The people who use "master" clearly don't think it's a bad term to use, and probably think being upset over it is silly. Those who use "main" either think it's (to some extent) racist to use the word master, or don't want to be yelled at.

Whichever word you chose ultimately signals affiliation, and the other group will feel you don't recognise their frustration. -- I think the sensible people just ignore it.

Rather.. I think if you want to have a community where people with different cultural attitudes feel welcome, I think some toe-stepping is inevitable and unavoidable.

1 comments

The thing that bothers me about the people who dig in and insist on continuing to use "master" is that... well... this is the hill they want to die on? If changing was some big expensive process, or if it was a name that held some sort of special historical significance (or whatever), I could maybe see the argument against. But it's... the original default branch name of a source control tool. Get over it and move on, maybe?

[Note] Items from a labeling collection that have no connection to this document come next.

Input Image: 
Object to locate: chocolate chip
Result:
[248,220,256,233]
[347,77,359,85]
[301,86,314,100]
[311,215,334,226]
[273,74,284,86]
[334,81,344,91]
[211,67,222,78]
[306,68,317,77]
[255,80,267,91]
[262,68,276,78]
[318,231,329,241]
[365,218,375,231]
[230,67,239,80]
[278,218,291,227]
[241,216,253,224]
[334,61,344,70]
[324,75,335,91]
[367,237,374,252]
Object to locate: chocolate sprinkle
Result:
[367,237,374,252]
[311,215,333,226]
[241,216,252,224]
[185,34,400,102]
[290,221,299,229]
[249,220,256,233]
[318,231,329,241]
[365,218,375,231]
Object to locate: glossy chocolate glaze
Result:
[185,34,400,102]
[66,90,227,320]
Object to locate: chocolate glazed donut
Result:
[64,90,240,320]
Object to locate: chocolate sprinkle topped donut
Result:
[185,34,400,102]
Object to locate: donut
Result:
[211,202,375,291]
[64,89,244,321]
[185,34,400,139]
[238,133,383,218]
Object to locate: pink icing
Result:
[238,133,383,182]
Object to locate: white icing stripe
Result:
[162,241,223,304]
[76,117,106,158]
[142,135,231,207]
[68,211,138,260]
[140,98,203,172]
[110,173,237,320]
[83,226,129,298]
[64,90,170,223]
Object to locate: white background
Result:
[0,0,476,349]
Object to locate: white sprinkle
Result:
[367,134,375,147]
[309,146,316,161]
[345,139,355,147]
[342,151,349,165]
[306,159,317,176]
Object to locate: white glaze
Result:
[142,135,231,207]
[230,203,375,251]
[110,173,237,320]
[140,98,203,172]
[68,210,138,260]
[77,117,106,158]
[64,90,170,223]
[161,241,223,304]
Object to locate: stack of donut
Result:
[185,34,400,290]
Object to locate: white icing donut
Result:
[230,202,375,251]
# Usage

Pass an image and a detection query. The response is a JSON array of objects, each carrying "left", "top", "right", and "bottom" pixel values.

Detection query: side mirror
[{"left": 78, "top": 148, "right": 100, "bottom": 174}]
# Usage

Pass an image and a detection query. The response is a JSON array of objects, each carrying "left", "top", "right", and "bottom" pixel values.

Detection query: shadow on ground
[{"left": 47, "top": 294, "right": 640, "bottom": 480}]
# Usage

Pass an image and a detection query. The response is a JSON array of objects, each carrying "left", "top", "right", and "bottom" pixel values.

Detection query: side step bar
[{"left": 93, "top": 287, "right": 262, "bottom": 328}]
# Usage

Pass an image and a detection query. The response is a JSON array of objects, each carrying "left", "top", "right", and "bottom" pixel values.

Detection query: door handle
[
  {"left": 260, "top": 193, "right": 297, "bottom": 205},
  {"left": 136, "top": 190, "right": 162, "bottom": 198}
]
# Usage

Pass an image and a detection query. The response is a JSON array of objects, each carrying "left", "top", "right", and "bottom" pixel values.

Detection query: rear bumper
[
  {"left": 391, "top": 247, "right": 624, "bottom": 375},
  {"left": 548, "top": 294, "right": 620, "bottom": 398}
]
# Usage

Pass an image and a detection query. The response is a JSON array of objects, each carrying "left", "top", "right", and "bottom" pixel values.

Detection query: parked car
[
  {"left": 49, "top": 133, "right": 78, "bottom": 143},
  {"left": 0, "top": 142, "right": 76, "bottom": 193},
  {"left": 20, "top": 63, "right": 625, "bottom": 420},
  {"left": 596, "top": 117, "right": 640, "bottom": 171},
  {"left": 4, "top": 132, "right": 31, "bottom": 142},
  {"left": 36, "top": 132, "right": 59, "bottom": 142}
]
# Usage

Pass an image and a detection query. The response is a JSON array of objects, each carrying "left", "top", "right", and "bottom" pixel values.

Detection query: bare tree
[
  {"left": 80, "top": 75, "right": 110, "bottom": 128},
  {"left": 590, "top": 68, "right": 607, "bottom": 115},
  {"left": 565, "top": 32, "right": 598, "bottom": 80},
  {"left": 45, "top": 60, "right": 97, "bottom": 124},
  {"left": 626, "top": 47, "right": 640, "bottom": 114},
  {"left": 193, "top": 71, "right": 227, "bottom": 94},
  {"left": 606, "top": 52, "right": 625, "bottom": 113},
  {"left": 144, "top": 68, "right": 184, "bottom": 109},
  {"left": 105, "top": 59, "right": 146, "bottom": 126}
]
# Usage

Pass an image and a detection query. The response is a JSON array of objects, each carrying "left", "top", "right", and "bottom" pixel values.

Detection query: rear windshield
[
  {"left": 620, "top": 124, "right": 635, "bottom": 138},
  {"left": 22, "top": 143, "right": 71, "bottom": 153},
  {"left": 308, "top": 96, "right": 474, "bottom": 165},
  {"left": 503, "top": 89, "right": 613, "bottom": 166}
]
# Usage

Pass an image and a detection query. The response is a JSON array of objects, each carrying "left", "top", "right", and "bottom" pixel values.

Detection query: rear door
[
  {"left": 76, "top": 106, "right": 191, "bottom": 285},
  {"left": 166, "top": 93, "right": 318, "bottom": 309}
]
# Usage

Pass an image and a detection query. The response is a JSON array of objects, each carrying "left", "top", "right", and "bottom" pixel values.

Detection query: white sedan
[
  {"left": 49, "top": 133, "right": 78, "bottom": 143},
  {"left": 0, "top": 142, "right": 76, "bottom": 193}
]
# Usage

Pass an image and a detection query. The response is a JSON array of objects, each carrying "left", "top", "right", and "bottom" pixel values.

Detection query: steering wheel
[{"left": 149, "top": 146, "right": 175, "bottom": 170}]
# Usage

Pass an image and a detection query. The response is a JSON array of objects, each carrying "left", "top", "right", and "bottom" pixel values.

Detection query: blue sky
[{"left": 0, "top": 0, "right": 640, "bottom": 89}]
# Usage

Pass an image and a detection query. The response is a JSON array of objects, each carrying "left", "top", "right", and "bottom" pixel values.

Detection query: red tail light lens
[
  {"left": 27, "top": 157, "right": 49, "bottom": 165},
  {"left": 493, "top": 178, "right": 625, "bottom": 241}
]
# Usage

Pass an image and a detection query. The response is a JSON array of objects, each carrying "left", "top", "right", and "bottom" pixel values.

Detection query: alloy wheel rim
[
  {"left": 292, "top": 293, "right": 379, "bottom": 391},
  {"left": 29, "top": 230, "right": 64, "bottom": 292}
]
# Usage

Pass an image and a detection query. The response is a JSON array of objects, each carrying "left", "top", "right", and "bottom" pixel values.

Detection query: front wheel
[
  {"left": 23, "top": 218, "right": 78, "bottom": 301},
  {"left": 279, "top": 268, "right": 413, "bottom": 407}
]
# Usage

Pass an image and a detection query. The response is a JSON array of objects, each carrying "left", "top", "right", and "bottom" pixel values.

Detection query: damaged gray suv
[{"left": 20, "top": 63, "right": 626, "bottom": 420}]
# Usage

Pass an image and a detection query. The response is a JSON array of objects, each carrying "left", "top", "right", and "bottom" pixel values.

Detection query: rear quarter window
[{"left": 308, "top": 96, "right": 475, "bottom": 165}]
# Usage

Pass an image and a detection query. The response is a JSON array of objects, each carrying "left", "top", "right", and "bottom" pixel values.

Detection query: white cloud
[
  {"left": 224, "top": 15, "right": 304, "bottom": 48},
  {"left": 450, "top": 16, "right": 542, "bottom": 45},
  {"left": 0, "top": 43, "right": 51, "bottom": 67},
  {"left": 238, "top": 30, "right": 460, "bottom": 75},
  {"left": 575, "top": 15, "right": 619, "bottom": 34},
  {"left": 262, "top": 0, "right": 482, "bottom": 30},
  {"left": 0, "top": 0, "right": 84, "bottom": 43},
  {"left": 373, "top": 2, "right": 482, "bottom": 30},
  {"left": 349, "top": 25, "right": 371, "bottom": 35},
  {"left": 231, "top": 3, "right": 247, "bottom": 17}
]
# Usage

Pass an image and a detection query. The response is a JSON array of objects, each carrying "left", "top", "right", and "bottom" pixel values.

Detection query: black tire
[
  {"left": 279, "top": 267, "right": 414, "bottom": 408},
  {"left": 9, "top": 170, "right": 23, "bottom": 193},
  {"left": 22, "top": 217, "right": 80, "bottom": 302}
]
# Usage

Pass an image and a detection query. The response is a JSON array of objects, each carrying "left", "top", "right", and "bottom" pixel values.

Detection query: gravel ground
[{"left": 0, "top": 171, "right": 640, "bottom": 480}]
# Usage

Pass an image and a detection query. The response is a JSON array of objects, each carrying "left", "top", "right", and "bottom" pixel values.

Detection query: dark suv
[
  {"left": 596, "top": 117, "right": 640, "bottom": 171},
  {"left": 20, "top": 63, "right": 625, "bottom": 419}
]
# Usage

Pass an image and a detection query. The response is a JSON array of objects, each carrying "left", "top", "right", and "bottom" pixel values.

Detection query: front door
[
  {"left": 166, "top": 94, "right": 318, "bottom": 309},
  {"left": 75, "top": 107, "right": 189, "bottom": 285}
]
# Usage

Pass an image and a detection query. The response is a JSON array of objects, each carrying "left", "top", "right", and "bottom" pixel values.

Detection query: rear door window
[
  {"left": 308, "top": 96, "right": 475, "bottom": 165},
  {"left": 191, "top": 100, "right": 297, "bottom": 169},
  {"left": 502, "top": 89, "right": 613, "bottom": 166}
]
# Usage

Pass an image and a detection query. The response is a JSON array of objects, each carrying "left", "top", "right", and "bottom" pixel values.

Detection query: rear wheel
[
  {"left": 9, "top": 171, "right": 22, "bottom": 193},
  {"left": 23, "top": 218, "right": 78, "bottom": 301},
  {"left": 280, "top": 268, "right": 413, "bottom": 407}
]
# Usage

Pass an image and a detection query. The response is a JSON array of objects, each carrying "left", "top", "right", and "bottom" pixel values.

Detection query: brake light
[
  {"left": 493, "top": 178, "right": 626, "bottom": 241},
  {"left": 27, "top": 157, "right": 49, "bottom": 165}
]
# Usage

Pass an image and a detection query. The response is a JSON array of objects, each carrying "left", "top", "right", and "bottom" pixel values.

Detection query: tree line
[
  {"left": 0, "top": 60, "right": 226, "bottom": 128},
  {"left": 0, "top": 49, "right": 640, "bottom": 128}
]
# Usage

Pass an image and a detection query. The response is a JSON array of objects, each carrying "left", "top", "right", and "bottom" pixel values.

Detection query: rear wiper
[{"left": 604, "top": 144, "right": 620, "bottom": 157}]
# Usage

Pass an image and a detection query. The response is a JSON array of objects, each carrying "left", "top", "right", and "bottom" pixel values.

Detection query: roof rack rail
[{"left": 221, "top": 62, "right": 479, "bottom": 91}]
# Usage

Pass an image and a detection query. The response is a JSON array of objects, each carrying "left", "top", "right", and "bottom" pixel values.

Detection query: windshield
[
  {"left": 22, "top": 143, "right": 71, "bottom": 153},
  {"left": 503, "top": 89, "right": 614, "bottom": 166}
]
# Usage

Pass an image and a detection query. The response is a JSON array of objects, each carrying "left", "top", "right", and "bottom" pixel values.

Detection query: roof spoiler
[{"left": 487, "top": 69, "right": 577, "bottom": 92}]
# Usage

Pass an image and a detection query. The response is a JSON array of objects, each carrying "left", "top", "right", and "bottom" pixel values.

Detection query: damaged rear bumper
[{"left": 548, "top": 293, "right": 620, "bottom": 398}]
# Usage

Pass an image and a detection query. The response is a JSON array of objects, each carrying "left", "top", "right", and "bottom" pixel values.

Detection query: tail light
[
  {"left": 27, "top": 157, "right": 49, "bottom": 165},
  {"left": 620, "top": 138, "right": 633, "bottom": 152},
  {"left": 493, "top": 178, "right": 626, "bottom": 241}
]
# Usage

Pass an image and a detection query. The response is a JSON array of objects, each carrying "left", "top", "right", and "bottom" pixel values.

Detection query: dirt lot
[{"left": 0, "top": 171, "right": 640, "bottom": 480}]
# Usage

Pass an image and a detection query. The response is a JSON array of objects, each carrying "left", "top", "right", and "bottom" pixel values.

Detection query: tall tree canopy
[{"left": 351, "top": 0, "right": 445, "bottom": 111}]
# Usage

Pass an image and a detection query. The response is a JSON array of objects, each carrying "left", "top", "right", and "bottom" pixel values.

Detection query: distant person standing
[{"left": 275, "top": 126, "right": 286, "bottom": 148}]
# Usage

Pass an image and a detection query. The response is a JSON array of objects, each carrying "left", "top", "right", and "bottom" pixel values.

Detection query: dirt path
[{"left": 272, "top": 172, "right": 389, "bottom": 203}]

(Having said that, I still haven't gotten around to renaming all my existing repositories...)

> If changing was some big expensive process

This is the main fear in every org I have seen the debate play out.

Going to every single script and tool that touches git, check and update it isn’t free, nor completely devoid of risk. Even when everyone is one the same page about the right thing to do, it’s tough to prioritize over other actual production issues.

The appeal to arbitrariness goes both ways. If it's a minor choice, insisting it be changed is silly. "Get over it and move on" applies just as much to either.

That people have feelings about a topic that's disproportionate to its significance is characteristic of a flame-war. It's natural for people to hold strong opinions on all sorts of stuff like this. It's very human.

Everyone has opinions over the colour of the bike shed.